Prayer to the Five Holy Wounds, Prayer Book of Maaseik
anonymous Netherlandish Master
ca. 1500
6.3 x 5.2 cm
credit: Koninklijke Bibliotheek; Den Haag, KB, 133 F 3 73v


THE FIVE WOUNDS OF JESUS

During his crucifixion, it has been assumed Jesus received five wounds:

  • Jesus’ hands were pierced by nails to affix him to the cross-beam of the cross.

  • Both his feet were pierced by a nail hammered into the vertical beam.

  • Jesus’ heart was lanced by a Roman soldier after he had died on the cross.

There is no mention of the Five Wounds, as such, in the Bible. John 19:34 does describe how Jesus’ heart was lanced, and later (20:27) reports that Jesus, appearing after his resurrection, urged the disciple Thomas to, “Reach hither thy finger, and behold my hands; and reach hither thy hand, and thrust it into my side; and be not faithless, but believing.”

The apocryphal Gospel of Peter (ca. 190), embellishing on canonical accounts of the crucifixion, reports that “…they drew out the nails from the hands of the Lord, and laid him upon the earth, and the whole earth quaked, and great fear arose.” In his Tractatus in Iohannem (121), Augustine of Hippo (354–430) describes Jesus' wounds. Composed in 532 by Pope Boniface II after a purported revelation from John the Evangelist, the Golden Mass makes other early non-conical references to Jesus’ wounds.

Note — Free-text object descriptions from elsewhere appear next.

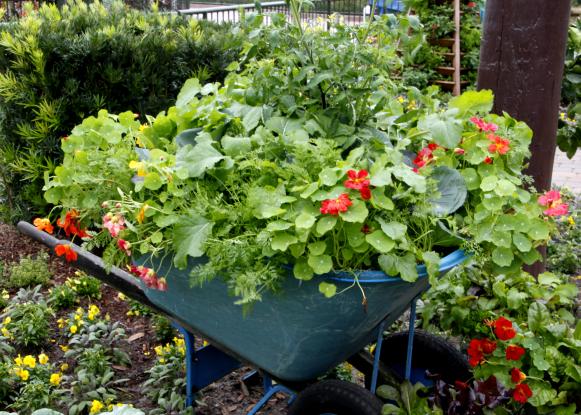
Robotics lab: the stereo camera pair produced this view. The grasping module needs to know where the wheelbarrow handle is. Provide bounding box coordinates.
[17,221,166,314]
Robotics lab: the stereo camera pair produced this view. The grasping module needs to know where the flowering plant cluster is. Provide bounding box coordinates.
[38,8,565,303]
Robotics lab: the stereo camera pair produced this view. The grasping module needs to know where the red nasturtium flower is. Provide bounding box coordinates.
[506,344,525,360]
[470,117,498,133]
[510,367,527,384]
[54,244,77,262]
[488,134,510,154]
[56,209,89,238]
[344,170,370,190]
[320,193,353,215]
[539,190,569,216]
[494,317,516,341]
[32,218,54,233]
[468,339,496,367]
[512,383,533,404]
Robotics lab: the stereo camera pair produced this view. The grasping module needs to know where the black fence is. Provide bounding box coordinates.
[178,0,369,26]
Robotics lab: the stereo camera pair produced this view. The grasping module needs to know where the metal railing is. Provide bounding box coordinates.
[178,0,368,25]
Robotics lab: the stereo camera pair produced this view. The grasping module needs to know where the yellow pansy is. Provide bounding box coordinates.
[89,400,105,414]
[49,373,61,386]
[22,355,36,369]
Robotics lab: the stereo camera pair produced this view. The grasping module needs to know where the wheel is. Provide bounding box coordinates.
[288,379,383,415]
[365,330,472,387]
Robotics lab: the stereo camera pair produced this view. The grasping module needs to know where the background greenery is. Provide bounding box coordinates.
[0,1,238,221]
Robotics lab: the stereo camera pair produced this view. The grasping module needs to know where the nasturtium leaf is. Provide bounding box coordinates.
[494,179,516,196]
[345,223,365,248]
[309,241,327,255]
[319,281,337,298]
[528,220,549,241]
[365,230,395,254]
[492,247,514,267]
[430,166,468,216]
[527,301,550,332]
[293,258,314,281]
[315,216,337,236]
[307,255,333,274]
[480,175,498,192]
[221,136,252,157]
[176,78,202,109]
[173,213,214,269]
[492,230,512,248]
[371,188,395,210]
[371,168,392,187]
[242,107,262,133]
[271,232,299,252]
[319,168,343,186]
[512,232,533,252]
[460,168,480,190]
[295,212,317,229]
[418,111,463,148]
[266,220,293,232]
[340,199,369,223]
[143,172,163,190]
[377,217,407,240]
[176,142,224,178]
[174,128,202,147]
[393,164,426,193]
[448,89,494,117]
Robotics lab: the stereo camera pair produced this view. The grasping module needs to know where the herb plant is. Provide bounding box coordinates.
[45,2,567,304]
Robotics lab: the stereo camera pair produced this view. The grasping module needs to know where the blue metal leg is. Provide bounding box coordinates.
[369,321,385,394]
[247,373,296,415]
[405,297,418,380]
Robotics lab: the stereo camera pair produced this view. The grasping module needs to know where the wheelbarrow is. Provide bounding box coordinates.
[18,222,467,415]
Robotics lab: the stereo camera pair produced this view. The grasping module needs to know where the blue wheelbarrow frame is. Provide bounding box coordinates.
[18,222,466,415]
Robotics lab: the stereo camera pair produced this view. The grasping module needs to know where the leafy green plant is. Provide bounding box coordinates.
[143,337,191,415]
[0,1,238,221]
[65,271,101,300]
[48,284,77,310]
[8,252,52,288]
[45,3,566,304]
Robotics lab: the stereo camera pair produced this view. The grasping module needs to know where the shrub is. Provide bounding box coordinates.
[0,1,237,220]
[48,284,77,310]
[8,252,52,288]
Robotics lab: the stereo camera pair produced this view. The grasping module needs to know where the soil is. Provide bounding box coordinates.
[0,224,288,415]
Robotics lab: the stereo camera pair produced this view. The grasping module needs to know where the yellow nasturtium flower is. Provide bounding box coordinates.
[89,400,105,414]
[22,355,36,369]
[49,373,61,386]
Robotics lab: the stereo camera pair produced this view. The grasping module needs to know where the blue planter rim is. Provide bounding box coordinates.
[319,249,469,284]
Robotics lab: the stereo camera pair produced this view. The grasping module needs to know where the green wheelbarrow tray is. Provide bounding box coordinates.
[18,223,466,383]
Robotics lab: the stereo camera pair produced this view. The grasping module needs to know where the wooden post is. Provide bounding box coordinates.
[478,0,571,190]
[452,0,462,96]
[478,0,571,275]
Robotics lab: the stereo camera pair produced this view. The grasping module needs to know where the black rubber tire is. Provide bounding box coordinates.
[365,330,472,387]
[288,379,383,415]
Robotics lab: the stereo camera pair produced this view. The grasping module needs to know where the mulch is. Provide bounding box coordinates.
[0,223,288,415]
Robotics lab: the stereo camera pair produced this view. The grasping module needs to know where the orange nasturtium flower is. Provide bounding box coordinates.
[54,244,77,262]
[32,218,54,233]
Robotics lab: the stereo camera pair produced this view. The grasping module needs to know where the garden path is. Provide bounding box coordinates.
[553,150,581,193]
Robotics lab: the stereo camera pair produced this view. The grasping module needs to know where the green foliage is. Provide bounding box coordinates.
[547,190,581,276]
[557,19,581,158]
[65,271,101,300]
[0,1,238,220]
[143,337,191,415]
[48,284,77,310]
[0,287,52,348]
[7,252,52,288]
[421,267,581,413]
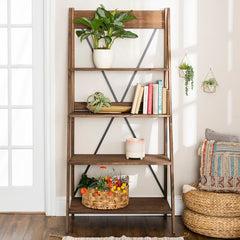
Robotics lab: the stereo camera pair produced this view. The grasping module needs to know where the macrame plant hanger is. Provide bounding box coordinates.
[178,53,190,78]
[202,66,218,93]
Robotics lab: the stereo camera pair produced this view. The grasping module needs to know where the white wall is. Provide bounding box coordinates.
[56,0,240,201]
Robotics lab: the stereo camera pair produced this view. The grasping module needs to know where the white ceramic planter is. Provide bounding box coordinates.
[178,68,187,78]
[203,84,216,93]
[126,138,145,160]
[93,49,113,68]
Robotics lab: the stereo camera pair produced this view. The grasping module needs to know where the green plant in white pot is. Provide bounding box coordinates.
[74,5,138,68]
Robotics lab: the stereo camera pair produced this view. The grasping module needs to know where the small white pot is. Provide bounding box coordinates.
[93,49,113,68]
[126,138,145,160]
[203,84,216,93]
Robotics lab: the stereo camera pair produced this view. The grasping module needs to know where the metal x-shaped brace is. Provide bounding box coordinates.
[74,29,164,196]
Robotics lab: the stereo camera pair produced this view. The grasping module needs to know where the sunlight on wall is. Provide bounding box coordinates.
[183,0,198,48]
[228,0,234,33]
[227,90,233,125]
[227,40,233,72]
[129,174,138,191]
[183,103,197,147]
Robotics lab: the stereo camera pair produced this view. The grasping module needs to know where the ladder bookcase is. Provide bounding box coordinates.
[66,8,175,233]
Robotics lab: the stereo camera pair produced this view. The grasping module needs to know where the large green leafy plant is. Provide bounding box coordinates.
[74,5,138,49]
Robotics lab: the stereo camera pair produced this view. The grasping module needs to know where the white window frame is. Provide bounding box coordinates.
[44,0,56,216]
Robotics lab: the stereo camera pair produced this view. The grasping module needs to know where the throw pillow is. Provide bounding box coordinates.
[205,128,240,142]
[199,140,240,193]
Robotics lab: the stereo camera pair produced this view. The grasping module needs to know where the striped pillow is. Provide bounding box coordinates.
[199,140,240,193]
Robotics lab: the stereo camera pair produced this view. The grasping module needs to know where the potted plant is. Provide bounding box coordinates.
[179,62,194,96]
[74,5,138,68]
[202,78,218,93]
[87,92,111,113]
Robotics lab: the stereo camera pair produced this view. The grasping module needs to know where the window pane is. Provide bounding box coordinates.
[11,0,32,24]
[12,109,32,146]
[0,28,8,65]
[0,69,8,105]
[12,69,32,105]
[11,28,32,64]
[0,0,7,24]
[0,150,8,187]
[0,109,8,146]
[12,149,33,186]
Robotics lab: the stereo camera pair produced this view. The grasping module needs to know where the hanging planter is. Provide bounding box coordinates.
[178,54,194,96]
[202,67,218,93]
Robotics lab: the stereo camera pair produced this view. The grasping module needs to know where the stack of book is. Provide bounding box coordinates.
[131,80,169,114]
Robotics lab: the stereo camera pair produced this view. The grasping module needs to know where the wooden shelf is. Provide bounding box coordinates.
[69,111,170,118]
[69,198,171,214]
[69,154,171,165]
[70,68,170,72]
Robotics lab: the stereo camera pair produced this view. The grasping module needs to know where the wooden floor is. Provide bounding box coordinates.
[0,214,225,240]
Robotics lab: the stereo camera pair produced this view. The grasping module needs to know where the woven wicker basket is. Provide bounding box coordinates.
[82,185,129,210]
[183,208,240,238]
[183,184,240,218]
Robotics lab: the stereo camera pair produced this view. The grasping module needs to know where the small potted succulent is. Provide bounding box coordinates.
[74,5,138,68]
[178,62,194,96]
[87,92,111,113]
[202,77,218,93]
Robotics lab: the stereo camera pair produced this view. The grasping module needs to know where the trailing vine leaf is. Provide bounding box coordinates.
[87,92,111,113]
[179,63,194,96]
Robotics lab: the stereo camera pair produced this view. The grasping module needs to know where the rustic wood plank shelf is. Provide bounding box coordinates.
[70,68,169,72]
[69,111,170,118]
[69,197,171,215]
[66,8,175,233]
[69,154,171,165]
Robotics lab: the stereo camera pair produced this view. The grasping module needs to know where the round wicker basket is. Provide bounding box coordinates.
[183,184,240,218]
[183,208,240,238]
[82,185,129,210]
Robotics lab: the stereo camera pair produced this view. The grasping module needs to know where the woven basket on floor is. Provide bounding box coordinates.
[182,208,240,238]
[183,184,240,218]
[82,184,129,210]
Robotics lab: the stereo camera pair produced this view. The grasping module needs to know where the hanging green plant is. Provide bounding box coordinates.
[178,62,194,96]
[202,78,218,93]
[87,92,111,113]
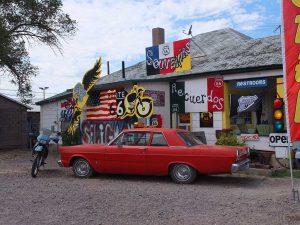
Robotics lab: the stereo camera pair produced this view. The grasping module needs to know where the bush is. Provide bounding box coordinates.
[61,129,81,146]
[216,134,246,146]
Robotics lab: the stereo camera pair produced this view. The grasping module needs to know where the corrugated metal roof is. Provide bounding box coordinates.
[95,28,282,88]
[36,28,282,105]
[35,89,73,105]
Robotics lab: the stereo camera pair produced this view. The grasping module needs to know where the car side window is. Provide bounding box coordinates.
[151,133,168,146]
[122,132,150,146]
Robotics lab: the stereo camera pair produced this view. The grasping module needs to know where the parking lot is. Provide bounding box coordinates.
[0,150,300,225]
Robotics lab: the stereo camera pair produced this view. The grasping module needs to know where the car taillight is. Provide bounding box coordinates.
[236,148,250,161]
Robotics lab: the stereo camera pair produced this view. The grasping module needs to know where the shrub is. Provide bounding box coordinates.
[216,134,246,146]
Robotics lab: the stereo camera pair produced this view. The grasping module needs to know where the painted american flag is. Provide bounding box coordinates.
[86,89,118,120]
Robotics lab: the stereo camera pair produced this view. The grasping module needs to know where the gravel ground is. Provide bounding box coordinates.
[0,150,300,225]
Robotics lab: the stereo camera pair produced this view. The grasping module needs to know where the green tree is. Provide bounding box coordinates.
[0,0,76,103]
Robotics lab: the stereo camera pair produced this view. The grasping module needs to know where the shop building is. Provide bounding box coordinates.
[38,26,283,151]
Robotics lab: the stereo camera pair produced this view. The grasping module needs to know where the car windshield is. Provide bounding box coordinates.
[177,132,203,146]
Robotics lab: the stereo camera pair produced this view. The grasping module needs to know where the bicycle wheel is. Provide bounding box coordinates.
[136,98,153,118]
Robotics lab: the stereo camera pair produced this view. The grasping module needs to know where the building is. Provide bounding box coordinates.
[36,89,74,131]
[38,29,283,155]
[0,94,30,149]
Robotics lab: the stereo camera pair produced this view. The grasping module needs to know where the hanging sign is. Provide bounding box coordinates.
[146,39,192,75]
[235,78,268,88]
[282,0,300,142]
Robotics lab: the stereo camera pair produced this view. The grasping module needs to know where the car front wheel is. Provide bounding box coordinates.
[170,164,197,184]
[73,158,94,178]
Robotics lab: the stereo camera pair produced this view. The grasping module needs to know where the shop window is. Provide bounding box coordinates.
[177,113,191,131]
[200,112,214,127]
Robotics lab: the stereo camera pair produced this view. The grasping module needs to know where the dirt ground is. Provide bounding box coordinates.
[0,150,300,225]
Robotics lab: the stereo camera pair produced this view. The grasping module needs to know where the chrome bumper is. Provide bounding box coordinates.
[57,160,64,167]
[231,159,250,173]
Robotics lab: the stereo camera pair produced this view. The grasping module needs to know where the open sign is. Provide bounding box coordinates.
[269,133,289,147]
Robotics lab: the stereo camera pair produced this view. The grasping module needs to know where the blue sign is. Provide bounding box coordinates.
[235,78,268,88]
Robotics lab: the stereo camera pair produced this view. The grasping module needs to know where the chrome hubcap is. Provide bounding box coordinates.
[174,165,191,181]
[75,160,90,176]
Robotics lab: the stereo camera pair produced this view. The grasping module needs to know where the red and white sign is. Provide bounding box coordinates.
[240,134,259,141]
[282,0,300,142]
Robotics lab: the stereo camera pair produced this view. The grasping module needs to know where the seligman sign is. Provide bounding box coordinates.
[146,39,191,75]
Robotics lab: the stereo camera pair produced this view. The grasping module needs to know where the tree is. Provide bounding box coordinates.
[0,0,76,103]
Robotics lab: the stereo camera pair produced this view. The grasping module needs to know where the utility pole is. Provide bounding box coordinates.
[39,87,49,99]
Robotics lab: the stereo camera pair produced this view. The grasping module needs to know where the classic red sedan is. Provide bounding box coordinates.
[58,128,250,183]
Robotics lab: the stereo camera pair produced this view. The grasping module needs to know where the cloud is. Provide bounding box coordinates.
[1,0,276,101]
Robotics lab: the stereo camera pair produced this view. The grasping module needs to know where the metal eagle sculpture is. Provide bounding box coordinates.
[67,57,102,135]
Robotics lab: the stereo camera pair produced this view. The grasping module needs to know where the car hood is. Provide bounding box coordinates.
[59,144,106,153]
[190,145,248,156]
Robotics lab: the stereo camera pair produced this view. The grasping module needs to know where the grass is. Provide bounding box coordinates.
[272,169,300,178]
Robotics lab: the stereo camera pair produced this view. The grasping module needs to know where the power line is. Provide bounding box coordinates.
[0,88,59,95]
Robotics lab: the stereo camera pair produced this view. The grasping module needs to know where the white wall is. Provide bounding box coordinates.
[138,81,170,127]
[192,112,222,144]
[40,100,65,131]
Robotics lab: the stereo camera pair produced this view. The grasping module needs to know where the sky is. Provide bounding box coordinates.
[0,0,281,102]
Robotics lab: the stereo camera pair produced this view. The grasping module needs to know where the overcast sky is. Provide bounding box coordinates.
[0,0,280,100]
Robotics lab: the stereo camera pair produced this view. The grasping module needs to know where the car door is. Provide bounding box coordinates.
[104,131,150,174]
[146,132,173,175]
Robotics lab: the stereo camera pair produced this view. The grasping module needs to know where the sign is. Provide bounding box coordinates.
[170,77,224,113]
[269,133,289,147]
[170,82,185,113]
[200,112,214,127]
[235,78,268,88]
[230,94,263,116]
[146,39,192,75]
[240,134,259,141]
[144,90,165,106]
[282,0,300,142]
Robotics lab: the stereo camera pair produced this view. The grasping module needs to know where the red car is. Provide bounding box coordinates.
[58,128,250,183]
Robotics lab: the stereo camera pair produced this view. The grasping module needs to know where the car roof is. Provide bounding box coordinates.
[123,127,187,133]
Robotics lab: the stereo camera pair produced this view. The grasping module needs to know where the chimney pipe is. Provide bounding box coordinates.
[122,61,125,78]
[152,27,165,46]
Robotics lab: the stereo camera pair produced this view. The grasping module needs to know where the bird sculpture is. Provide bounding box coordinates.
[67,57,102,135]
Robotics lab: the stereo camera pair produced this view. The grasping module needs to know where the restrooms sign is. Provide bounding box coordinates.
[146,39,191,75]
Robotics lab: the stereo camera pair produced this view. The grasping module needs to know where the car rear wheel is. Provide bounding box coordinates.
[170,164,197,184]
[73,158,94,178]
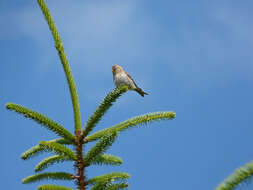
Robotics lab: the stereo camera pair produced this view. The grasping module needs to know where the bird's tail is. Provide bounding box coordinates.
[135,88,148,97]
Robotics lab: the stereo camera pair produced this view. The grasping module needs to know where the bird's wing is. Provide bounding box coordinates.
[125,71,139,88]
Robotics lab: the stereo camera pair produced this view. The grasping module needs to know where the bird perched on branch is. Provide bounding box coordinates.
[112,65,148,97]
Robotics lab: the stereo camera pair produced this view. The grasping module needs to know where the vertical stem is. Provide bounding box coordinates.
[37,0,82,130]
[76,130,85,190]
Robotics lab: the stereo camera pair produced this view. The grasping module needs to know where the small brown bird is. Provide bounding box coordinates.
[112,65,148,97]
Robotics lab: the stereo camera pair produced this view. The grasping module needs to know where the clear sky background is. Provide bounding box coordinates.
[0,0,253,190]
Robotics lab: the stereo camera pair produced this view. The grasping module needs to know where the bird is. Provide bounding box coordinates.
[112,65,148,97]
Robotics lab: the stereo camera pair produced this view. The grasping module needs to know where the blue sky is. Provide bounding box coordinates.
[0,0,253,190]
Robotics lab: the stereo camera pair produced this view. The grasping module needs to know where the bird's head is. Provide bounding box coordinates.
[112,65,124,74]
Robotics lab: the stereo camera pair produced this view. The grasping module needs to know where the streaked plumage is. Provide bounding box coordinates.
[112,65,148,97]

For the early Church, however, the issue of Jesus’ divinity was foremost and it is not until the 11th and 12th centuries when Jesus’ humanity became the focus of popular piety that devotion to the Five Wounds found fullest expression. While praying on Mount Verna during a forty-day fast, Francis of Assisi (ca. 1181–1226), according to Brother Leo (d. ca. 1270) his disciple and secretary, had “a vision of a seraph, a six-winged angel on a cross. This angel gave him the gift of the five wounds of Christ.” Clare of Assisi (1194–1253), Mechtilde of Hackeborn (ca. 1240–1298), Angela of Foligno (ca. 1248–1309), Gertrude the Great (ca. 1256–1302), Bridget of Sweden (1303–1373), and Julian of Norwich (ca. 1342–1416) all left visionary paeans to the Wounds of Jesus.

In the 13th century an anonymous English monk rhapsodized with Gothic poignancy,

White was his naked breast,
And red with blood his side,
Blood on his lovely face,
His wounds deep and wide

Stiff with death his arms,
High spread upon the Rood:
From five places in his body
Flowed the streams of blood.

As the Middle Ages drew to a close, Thomas à Kempis (ca. 1380–1471) in the Imitation of Christ was to write,

If you can not soar up as high as Christ sitting on his throne, behold him hanging on his cross. Rest in Christ's Passion and live willingly in his holy wounds. You will gain marvelous strength and comfort in adversities You will not care that men despise you. . . Had we but, with Thomas, put our fingers into the print of his nails and thrust our hands into his side! If we had we but known ourselves his sufferings in a deep and serious consideration and tasted the astonishing greatness of his love, the joys and miseries of the life would soon become indifferent to us. (Book II/1)

Probably the most elaborate and influential Medieval accounts of Jesus' wounds was written two centuries earlier by Bonaventure (1221–1274). Early in chapter 3 of this exceedingly gory narrative of the Passion, Vitis Mystica, he describes how at Jesus’ crucifixion,

They dug, therefore, and dug deep holes not only in his hands and feet and but also in his side. And with a lance of rage, they pierced the depths of his Sacred Heart, which had long before been wounded by a lance of love.

Not only is his one of the most influential Medieval devotionals, it also makes one of the earliest explicit references to the Sacred Heart of Jesus.